Alex: And the presumably you have to include some sort of third party observer or entity or transaction system, when you have the different systems.
Yes, absolutely, you have to have transactions to really get true consistency.
Well I think the work on distributed computing is been all over the map. So there certainly has been work in which they’ve looked at “could we off-load some of the processes into the client machines” and this depends on what the client machines are, whether they’re available for other stuff and so forth. There has certainly also been a lot of work on disconnected operation, which you know, if you start to think about people are going to put stuff on their cell phones, you have to worry that, if they’re storing something essential, nobody else will be able to get hold of it for a while and so I think the model is very flexible and I think there’s been a lot of thought about these kinds of issues over the past 20 years, what’s been changing it’s the technology, so every time the technology changes, you have to sort of rethink things to see whether now, with the new technology, something that didn’t make sense before, makes sense now.
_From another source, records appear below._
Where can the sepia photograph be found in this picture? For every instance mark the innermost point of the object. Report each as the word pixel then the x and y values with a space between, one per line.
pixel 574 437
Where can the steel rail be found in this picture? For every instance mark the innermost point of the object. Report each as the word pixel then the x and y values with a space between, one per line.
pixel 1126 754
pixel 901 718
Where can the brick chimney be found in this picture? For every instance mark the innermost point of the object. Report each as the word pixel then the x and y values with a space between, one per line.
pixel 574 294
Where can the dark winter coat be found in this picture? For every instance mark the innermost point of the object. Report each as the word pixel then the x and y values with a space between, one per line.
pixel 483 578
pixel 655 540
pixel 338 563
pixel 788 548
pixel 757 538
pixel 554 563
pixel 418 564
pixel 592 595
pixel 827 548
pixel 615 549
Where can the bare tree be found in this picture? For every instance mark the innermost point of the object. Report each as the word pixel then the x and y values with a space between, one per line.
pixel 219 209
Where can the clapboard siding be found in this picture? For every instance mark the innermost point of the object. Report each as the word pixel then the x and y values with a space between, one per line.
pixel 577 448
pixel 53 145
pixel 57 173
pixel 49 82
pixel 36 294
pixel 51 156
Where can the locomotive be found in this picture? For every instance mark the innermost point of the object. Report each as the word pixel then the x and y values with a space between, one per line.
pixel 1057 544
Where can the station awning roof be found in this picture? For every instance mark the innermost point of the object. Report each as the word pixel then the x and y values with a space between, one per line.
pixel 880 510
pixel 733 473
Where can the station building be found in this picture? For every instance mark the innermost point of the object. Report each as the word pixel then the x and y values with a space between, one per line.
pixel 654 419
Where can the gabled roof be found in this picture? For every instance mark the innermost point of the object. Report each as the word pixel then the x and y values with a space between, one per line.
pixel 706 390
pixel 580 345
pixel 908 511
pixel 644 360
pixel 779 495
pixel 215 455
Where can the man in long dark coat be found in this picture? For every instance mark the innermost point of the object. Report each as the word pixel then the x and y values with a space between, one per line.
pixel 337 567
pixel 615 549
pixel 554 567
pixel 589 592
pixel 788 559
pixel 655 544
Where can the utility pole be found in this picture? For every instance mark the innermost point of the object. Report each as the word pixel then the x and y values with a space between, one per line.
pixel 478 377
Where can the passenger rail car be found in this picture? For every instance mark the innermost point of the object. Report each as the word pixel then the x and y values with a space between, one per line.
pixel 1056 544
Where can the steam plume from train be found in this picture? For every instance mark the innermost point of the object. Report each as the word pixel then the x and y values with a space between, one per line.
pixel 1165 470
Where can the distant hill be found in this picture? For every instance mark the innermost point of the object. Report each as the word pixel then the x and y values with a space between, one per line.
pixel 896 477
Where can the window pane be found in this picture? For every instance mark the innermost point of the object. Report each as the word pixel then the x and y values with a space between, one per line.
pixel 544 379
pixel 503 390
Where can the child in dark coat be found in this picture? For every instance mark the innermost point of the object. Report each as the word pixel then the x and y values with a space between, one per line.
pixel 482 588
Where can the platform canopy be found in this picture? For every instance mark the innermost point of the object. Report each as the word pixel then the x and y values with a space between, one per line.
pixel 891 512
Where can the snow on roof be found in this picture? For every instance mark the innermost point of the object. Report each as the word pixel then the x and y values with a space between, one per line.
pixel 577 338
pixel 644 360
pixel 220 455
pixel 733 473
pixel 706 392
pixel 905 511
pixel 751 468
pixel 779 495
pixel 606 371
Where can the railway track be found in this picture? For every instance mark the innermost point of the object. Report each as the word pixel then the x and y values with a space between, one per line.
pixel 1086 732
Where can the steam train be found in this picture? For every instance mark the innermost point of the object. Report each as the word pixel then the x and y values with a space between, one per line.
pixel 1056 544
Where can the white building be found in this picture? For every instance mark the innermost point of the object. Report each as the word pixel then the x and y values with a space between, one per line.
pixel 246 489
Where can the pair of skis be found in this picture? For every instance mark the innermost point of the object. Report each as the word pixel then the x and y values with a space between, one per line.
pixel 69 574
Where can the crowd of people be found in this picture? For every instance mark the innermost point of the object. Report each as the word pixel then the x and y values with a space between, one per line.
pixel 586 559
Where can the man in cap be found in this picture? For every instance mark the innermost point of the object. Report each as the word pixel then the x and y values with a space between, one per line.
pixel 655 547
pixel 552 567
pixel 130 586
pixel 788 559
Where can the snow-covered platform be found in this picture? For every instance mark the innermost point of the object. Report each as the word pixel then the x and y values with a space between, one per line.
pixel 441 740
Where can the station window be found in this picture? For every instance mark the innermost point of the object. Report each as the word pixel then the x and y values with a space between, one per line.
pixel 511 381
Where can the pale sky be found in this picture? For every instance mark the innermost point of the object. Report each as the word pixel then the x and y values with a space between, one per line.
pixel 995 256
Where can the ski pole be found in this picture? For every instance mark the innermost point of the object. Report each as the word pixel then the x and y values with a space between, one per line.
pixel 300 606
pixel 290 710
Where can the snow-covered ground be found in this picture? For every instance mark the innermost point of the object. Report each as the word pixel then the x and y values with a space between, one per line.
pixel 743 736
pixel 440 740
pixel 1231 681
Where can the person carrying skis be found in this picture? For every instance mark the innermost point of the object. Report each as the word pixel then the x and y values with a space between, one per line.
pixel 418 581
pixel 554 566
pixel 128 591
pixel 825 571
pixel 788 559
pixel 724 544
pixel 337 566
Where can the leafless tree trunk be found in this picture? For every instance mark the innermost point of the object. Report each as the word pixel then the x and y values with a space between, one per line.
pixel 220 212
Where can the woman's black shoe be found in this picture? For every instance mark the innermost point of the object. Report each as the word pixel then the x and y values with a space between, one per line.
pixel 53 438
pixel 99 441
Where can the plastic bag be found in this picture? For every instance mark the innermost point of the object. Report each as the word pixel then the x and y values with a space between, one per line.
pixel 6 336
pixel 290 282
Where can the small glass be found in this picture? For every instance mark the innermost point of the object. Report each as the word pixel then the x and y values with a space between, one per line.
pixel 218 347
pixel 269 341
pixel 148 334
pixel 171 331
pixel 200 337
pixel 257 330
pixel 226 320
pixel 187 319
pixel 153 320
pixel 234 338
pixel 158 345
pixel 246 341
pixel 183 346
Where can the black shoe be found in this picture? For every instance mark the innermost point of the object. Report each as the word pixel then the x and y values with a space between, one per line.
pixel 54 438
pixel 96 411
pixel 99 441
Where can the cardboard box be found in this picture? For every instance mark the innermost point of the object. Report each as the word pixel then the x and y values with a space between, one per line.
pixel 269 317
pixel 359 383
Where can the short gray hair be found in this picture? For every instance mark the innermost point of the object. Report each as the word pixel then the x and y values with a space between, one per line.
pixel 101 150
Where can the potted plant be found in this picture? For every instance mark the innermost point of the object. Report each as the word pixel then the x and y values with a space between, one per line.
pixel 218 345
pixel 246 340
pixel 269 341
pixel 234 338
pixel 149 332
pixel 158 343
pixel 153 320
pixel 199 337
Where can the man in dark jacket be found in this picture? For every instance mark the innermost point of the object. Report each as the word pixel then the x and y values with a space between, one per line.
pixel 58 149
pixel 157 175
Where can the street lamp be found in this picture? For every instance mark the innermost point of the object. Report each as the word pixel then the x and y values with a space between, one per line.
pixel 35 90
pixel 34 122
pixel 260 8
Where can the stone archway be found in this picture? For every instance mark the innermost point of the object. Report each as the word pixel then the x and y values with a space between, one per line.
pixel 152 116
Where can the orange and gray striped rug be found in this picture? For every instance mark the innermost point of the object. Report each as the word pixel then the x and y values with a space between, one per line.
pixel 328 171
Alex's full question: Some time ago, there were discussions of agent-based processes, where you could have an agent on your behalf to go out and execute perhaps on one machine and then move to a different machine and then execute there to get data and then come back to you, has there been much progress in that as a view point or do we think that the agents themselves almost violate modularity and the fact that they need to have internal knowledge of how other systems work?
Well they could be visiting and still using stuff at an interface level, so you could imagine an agent that sort of flows around world, and as long as it runs at an abstract level, it’s not going to be violating modularity. Whether it’s better than “Here I am on my client machine and first I go there and then I go there and then I go there”, that’s less clear and sometimes it doesn’t seem to really matter, it’s more like an implementation, you just change the implementation a little bit, but it’s basically the same thing.
Alex: I think the real key in those things as you say are the interfaces and how you know where those services are and how you talk to them, so in some sense, service discoverability comes into that as well.
Absolutely, but you always need that when you’re dealing with a distributed system and typically you always put on to the client machines some code that’s able to help, figure out where stuff is.
Barbara Liskov, thank you very much.
You’re welcome!